Neither Nichols nor Evans wants to re-create the past, but the pairing feels right. “Naturally, we’ve grown as people and as actors,” says Evans. “We totally trust each other. I haven’t found that chemistry with anyone since. We walk into the scene and we look at each other and I can just see the twinkle in his eye. We know what we mean to each other as friends — and it comes across when we work together. We create magic.”
Did You Know…
* Mary Beth Evans was born in Pasadena, Calif., on March 7, 1961.
* When Evans was five, an astrologer told her mother that Mary Beth would be an actress.
* Evans made her soap debut as Dakota Lane on Rituals back in 1985.
* She’d love to have a regular segment on a TV talk show “where I’m either cooking or making things,” she says.
* Evans says that meeting her husband, Dr. Michael Schwartz, was the luckiest thing that ever happened to her.
* Once asked what she remembered most about her years on the soaps, Evans responded: “The dopy hairdos!”

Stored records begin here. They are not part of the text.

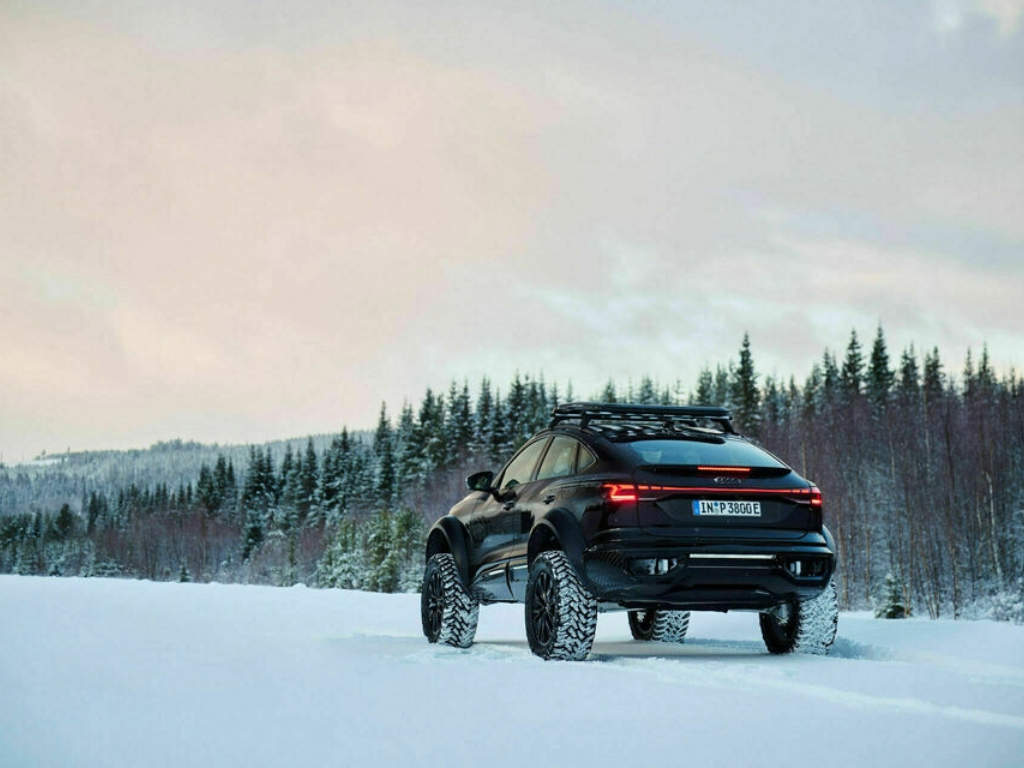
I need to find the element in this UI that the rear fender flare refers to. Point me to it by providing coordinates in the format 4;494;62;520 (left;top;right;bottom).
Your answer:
425;515;470;590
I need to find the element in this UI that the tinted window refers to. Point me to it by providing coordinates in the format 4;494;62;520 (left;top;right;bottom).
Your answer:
502;440;547;488
626;438;785;467
577;443;597;472
537;436;577;480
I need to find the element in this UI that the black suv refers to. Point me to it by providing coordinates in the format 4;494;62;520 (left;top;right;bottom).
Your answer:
421;402;839;659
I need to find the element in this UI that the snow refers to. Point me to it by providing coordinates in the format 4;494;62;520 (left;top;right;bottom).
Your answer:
0;577;1024;768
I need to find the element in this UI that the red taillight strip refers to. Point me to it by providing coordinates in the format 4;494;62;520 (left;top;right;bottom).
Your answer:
601;483;638;502
637;485;821;507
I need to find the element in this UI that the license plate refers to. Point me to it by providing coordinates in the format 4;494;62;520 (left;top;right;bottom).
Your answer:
693;499;761;517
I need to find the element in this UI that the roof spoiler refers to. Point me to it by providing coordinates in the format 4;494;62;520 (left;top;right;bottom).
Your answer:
549;402;736;434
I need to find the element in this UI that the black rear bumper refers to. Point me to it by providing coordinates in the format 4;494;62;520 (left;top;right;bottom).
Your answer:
581;528;836;610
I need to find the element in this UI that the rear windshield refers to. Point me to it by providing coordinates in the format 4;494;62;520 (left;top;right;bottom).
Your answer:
621;437;785;468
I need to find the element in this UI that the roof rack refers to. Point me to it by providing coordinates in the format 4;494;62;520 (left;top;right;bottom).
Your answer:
550;402;736;434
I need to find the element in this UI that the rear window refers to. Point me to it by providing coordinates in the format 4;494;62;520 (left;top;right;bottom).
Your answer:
622;438;785;468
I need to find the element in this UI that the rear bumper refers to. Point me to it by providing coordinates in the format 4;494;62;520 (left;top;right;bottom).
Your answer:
581;529;836;610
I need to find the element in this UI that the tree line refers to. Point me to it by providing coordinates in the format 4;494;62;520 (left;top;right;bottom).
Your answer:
0;327;1024;617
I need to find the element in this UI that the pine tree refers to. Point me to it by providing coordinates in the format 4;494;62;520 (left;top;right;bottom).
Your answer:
867;326;896;414
487;391;512;467
395;401;424;488
693;366;716;406
731;333;761;436
712;362;732;408
896;344;921;406
874;571;910;618
636;376;657;406
374;402;397;508
598;379;618;402
505;371;529;451
817;349;842;413
472;377;495;459
923;347;945;406
842;329;864;400
444;381;474;466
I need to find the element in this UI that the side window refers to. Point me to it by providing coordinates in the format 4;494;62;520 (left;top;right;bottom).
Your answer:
502;440;548;490
537;435;577;480
577;442;597;472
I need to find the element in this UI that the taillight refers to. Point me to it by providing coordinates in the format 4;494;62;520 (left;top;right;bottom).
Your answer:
601;483;638;504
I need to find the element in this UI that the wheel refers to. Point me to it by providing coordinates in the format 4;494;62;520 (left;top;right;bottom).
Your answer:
761;582;839;654
525;551;597;662
420;553;480;648
630;608;690;643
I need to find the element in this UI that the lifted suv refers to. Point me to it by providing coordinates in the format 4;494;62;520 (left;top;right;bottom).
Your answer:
421;402;839;659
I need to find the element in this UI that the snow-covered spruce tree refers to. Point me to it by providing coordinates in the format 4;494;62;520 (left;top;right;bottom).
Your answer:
315;519;367;590
730;333;761;436
874;571;910;618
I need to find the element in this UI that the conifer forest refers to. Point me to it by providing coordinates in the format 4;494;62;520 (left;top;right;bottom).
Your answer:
0;328;1024;621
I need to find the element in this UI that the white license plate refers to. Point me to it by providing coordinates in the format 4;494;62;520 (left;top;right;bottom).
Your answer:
693;499;761;517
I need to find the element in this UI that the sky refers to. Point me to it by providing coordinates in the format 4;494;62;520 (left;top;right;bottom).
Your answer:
0;0;1024;462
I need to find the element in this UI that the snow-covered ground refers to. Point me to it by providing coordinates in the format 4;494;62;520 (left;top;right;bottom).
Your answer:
0;577;1024;768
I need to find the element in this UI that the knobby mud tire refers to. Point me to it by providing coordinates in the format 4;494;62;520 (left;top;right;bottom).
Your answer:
524;551;597;662
420;553;480;648
761;581;839;655
630;608;690;643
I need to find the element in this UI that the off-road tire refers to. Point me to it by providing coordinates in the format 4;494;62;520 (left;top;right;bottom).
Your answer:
630;608;690;643
420;553;480;648
761;581;839;655
525;551;597;662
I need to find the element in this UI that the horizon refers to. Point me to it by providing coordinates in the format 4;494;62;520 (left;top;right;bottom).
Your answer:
0;329;1019;466
0;0;1024;456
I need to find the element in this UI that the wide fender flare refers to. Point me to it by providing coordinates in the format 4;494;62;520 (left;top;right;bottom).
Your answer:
526;509;587;581
821;525;839;578
425;515;470;590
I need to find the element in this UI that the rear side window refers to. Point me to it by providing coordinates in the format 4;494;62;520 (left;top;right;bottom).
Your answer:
502;439;548;488
625;438;785;469
577;442;597;472
537;435;577;480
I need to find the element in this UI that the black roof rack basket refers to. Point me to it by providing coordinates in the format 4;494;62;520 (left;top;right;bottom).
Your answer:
550;402;736;434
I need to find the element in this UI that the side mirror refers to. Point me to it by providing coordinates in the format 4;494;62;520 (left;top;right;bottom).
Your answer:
466;472;495;490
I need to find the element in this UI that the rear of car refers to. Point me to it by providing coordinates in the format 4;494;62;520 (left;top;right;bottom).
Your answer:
584;422;836;610
421;402;839;659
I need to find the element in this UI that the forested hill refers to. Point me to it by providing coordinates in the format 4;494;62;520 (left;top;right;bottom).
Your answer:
0;328;1024;618
0;433;354;515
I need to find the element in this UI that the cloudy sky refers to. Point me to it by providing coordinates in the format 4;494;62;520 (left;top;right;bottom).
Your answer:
0;0;1024;461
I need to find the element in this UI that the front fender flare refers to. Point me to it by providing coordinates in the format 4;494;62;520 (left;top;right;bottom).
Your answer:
425;515;470;590
526;509;590;587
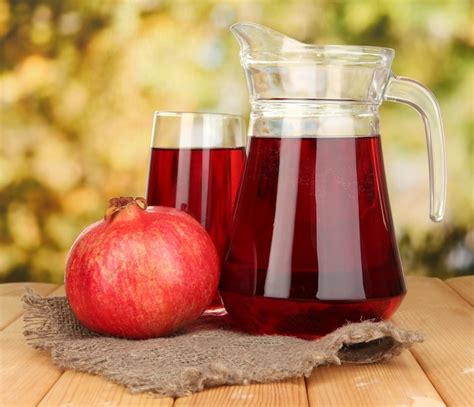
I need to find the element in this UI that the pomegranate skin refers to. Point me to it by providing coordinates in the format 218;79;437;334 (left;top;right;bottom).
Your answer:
65;204;219;339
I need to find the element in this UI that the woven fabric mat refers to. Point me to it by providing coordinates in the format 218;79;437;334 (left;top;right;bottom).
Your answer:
23;289;423;397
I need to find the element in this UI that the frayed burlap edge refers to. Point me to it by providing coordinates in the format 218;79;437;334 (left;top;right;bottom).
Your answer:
23;289;423;397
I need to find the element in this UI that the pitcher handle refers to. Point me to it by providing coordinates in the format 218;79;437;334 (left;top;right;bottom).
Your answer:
385;76;446;222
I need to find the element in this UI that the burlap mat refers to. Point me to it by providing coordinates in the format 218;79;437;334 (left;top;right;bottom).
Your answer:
23;290;423;397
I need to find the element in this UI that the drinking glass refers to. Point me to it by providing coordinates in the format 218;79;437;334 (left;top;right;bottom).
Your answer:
146;112;246;308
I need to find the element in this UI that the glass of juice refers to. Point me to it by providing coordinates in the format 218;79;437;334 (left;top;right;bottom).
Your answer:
146;112;246;310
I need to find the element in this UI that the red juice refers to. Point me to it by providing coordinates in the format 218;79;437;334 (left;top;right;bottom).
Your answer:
220;136;405;338
147;147;246;306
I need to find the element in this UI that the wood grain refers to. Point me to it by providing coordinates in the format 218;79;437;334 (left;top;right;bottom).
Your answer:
39;371;173;407
174;378;308;407
0;285;61;406
394;277;474;406
445;276;474;305
0;283;57;331
306;351;445;407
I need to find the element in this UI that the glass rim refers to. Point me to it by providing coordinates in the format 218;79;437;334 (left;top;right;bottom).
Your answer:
153;110;243;120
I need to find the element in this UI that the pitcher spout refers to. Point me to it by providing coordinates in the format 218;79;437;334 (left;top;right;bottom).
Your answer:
231;23;394;104
230;23;305;57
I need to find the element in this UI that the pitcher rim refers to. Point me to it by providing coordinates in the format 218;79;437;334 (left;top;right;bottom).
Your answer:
230;22;395;63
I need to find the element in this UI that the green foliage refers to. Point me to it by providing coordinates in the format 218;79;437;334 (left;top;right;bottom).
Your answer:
0;0;474;281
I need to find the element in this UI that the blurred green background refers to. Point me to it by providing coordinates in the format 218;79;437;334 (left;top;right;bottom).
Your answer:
0;0;474;282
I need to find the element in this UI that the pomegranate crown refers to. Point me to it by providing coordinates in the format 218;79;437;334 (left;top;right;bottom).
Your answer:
104;196;148;219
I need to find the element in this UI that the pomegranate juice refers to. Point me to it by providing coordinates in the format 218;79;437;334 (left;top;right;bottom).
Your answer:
220;136;405;338
147;147;245;306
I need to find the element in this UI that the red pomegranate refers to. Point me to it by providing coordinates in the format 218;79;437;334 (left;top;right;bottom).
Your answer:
65;197;219;339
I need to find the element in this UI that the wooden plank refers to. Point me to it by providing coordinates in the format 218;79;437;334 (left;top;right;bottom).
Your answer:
393;277;474;406
0;286;65;406
175;378;308;407
445;276;474;305
0;283;58;331
39;371;173;407
306;351;445;407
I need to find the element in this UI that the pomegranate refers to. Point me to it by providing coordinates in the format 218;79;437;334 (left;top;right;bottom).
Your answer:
65;197;219;339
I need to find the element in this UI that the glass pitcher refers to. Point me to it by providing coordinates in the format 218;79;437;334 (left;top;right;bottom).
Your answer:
220;24;446;338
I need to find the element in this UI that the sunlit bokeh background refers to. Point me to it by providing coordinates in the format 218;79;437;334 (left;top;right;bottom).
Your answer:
0;0;474;282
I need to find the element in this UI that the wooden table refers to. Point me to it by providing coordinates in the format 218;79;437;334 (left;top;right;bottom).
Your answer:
0;276;474;407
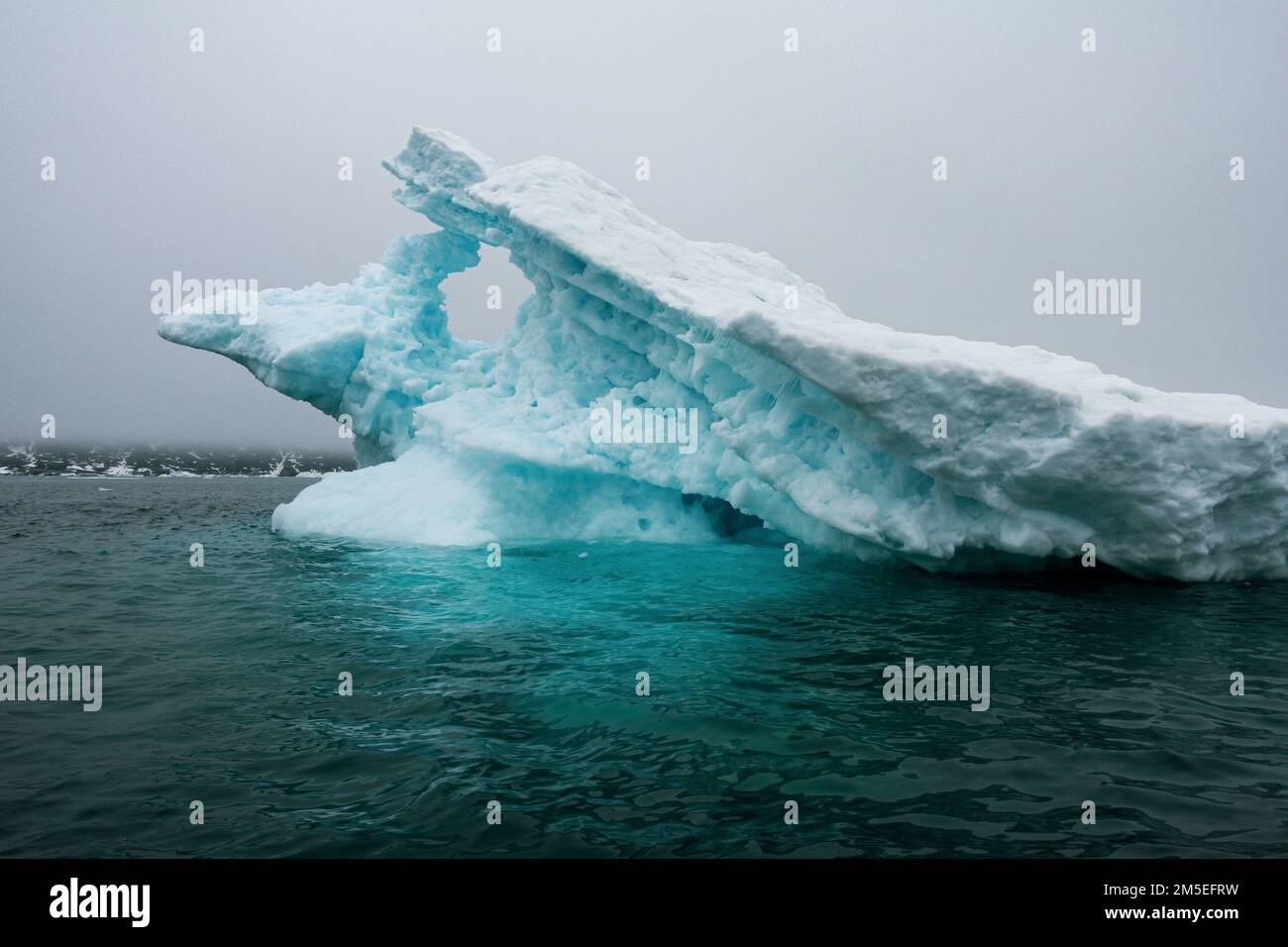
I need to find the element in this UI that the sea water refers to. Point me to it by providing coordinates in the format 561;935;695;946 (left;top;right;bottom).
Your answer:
0;476;1288;857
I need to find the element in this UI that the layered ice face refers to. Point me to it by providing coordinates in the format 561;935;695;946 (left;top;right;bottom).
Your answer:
160;128;1288;579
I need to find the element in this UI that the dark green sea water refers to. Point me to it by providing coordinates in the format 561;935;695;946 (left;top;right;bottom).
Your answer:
0;476;1288;857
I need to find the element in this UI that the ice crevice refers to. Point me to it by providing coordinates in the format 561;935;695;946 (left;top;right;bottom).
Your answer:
160;128;1288;579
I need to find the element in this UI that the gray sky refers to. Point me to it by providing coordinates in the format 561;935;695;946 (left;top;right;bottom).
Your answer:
0;0;1288;449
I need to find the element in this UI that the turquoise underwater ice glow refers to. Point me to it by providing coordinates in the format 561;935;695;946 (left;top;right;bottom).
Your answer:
160;128;1288;579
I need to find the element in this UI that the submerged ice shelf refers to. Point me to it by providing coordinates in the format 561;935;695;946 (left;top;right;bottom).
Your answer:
160;128;1288;579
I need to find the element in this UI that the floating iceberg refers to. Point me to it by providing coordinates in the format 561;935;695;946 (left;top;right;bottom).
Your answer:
160;128;1288;579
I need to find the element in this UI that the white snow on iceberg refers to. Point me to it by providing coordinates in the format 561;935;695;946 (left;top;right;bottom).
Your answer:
160;128;1288;579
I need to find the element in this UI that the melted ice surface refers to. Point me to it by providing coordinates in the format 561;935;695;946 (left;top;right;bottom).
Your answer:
160;128;1288;579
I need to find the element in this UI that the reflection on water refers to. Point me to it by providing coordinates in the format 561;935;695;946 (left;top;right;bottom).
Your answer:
0;478;1288;857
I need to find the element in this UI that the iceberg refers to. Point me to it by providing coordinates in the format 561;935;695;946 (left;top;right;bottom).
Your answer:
159;128;1288;581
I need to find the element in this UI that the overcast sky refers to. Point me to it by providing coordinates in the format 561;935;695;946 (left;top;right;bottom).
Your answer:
0;0;1288;449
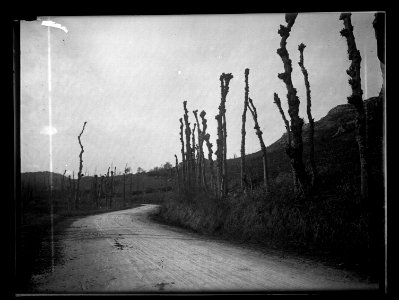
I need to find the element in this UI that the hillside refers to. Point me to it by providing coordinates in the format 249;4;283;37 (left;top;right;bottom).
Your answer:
228;97;383;195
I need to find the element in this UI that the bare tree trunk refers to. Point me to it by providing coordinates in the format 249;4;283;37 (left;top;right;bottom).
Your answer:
277;13;310;193
92;175;99;208
215;114;224;198
179;118;187;186
75;122;87;209
204;133;218;196
193;110;206;188
274;93;299;192
197;110;209;190
298;43;317;186
175;154;180;194
183;101;192;187
191;123;198;186
217;73;233;197
129;173;133;197
241;68;249;190
339;13;369;199
248;98;270;194
61;170;66;209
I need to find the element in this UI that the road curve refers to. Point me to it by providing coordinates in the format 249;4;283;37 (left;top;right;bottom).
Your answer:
33;205;378;293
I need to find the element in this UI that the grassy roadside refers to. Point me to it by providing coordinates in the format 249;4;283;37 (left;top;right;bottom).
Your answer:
152;189;381;282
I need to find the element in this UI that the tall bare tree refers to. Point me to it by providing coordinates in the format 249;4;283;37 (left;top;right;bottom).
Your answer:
339;13;369;198
274;93;298;191
191;123;198;185
179;118;186;186
277;13;310;193
241;68;249;190
175;154;181;194
200;110;209;189
183;101;193;187
298;43;317;186
215;73;233;197
75;121;87;209
193;110;204;187
248;98;270;193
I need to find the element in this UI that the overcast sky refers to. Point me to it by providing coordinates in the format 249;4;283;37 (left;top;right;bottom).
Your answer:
21;13;382;174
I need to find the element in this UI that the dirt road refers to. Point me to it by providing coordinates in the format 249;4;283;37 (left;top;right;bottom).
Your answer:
34;205;378;293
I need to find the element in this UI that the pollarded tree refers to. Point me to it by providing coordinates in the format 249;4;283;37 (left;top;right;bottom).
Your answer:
183;101;193;186
215;73;233;197
75;122;87;209
241;68;249;190
175;154;181;194
179;118;186;185
193;110;205;187
191;123;198;185
248;98;270;193
339;13;369;198
200;110;211;191
277;13;310;193
298;43;317;186
274;93;298;191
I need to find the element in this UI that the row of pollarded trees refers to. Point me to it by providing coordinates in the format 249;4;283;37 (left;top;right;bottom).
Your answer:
61;122;136;210
175;13;381;203
175;14;316;198
175;73;233;197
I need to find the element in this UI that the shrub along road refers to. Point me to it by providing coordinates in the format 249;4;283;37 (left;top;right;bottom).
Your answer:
33;205;378;293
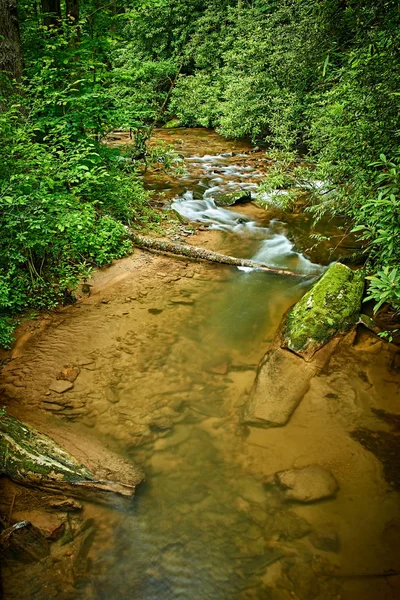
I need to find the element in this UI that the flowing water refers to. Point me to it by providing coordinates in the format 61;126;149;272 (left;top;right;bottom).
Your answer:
0;130;400;600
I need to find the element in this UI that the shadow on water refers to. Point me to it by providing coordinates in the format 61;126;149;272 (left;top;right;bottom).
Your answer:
3;130;400;600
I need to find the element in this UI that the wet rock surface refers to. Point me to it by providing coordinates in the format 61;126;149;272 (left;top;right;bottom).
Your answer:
0;130;400;600
267;465;339;502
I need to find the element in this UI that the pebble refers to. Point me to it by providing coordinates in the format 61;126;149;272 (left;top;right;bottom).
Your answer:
49;379;74;394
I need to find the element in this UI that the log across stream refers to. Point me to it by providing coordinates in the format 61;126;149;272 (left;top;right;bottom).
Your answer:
0;130;400;600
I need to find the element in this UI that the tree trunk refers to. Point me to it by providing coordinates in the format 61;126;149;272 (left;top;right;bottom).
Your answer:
0;409;143;505
65;0;79;23
42;0;61;27
129;232;317;277
0;0;22;85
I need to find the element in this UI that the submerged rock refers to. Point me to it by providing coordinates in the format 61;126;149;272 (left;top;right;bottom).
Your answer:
13;510;66;541
0;521;50;563
49;379;74;394
283;263;364;360
243;263;364;427
214;190;252;206
243;340;337;427
310;525;340;552
0;409;143;502
266;465;339;502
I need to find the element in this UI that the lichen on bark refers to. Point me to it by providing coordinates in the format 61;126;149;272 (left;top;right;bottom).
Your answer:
283;263;364;358
0;409;93;483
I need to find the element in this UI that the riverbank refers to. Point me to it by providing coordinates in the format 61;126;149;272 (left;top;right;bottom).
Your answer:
0;131;400;600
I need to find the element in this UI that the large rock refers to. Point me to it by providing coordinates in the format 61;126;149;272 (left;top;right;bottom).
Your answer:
282;263;364;360
0;521;50;563
0;409;143;502
243;340;338;427
267;465;339;502
214;190;252;206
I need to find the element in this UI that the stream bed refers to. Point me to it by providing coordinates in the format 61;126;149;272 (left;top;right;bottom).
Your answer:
3;129;400;600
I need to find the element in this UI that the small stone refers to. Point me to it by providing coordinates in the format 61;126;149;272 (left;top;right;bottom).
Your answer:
170;296;194;305
13;510;65;541
0;521;50;563
148;308;163;315
48;498;83;512
56;365;80;383
106;386;119;404
40;400;64;412
267;465;339;502
310;525;340;552
272;510;311;541
49;379;74;394
206;361;229;375
77;358;94;367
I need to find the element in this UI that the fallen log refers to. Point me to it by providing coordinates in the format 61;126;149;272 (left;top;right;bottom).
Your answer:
0;409;143;505
129;232;321;277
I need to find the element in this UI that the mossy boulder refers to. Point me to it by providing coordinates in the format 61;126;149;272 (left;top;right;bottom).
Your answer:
214;190;252;206
0;409;143;503
164;119;182;129
283;263;364;360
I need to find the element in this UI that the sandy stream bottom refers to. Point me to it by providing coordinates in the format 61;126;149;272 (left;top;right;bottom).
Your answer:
0;127;400;600
1;240;400;600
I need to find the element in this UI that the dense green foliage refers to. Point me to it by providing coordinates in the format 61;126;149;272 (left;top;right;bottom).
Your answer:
0;0;400;344
0;5;162;345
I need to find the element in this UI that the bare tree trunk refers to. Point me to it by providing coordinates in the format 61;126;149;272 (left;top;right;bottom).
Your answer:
42;0;61;27
129;232;316;277
0;0;23;85
65;0;79;23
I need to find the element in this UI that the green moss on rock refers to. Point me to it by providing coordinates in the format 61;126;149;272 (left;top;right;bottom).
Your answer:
284;263;364;356
164;119;182;129
214;190;252;207
0;410;94;483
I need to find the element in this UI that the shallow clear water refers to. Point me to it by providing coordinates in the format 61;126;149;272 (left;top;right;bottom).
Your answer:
6;130;400;600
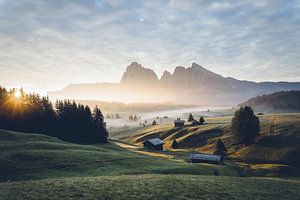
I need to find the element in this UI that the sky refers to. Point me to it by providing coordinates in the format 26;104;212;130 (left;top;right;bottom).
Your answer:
0;0;300;91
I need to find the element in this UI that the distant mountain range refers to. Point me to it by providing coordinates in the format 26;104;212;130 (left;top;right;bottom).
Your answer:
48;62;300;106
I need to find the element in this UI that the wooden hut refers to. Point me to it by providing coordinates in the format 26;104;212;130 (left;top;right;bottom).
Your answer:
189;153;223;165
143;138;165;151
174;118;185;127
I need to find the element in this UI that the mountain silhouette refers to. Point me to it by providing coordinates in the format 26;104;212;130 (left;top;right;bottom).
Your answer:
48;62;300;106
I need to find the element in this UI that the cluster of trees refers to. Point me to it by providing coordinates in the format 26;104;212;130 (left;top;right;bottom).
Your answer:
128;115;140;122
188;113;205;124
105;113;121;119
231;106;260;145
0;87;108;143
240;90;300;110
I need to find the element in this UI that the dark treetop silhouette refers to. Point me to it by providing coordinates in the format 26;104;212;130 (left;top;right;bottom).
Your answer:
0;87;108;143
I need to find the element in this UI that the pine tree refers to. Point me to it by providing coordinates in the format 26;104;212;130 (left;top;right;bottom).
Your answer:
188;113;194;122
172;140;178;149
199;116;205;124
94;106;108;143
231;106;260;145
215;139;227;156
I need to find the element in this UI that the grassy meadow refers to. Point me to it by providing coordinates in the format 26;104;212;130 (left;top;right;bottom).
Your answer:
118;113;300;176
0;174;300;200
0;114;300;200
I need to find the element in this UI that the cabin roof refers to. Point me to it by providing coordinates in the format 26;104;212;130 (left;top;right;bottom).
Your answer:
174;119;185;123
190;153;222;162
145;138;164;145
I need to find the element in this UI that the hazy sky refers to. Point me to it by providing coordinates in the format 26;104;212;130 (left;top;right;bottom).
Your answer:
0;0;300;90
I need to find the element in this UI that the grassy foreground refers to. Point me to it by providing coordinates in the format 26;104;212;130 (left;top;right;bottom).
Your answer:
0;175;300;200
0;130;237;182
0;130;300;200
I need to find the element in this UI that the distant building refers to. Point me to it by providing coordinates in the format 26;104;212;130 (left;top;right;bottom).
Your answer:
143;138;165;151
189;153;223;165
174;118;185;127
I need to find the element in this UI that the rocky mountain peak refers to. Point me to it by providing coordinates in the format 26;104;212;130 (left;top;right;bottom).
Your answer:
121;62;158;84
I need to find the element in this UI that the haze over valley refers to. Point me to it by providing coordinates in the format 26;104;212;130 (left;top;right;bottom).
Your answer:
48;62;300;106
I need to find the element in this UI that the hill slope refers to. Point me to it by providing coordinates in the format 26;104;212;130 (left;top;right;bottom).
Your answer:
0;130;300;200
0;175;300;200
239;90;300;112
123;114;300;169
0;130;237;182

* She was a spokesperson for Slim Fast in 1991.
* She runs four miles a day to keep fit.
* Evans believes: ”I was always loved as a child. I’ve always been a loving person.”
* Her philosophy on child rearing: “I teach my kids to be positive. I say, ‘Look at this day! Is this the most beautiful day you have ever seen?’’ I teach my children to appreciate each moment. That’s the most important thing I can give them.”
* She sees a similarity between soap operas and life: You have to work to keep them interesting. “For instance, once you get married on TV, it’s the kiss of death. You become boring until you break up. In real life, you also have to work at making marriage interesting.”
* ‘Gone with the Wind’ is Evans’ favorite movie.
* Her favorite DAYS scene: “When Kayla was deaf, and Steve (Patch) and I were dancing on the roof with the street noise behind us.”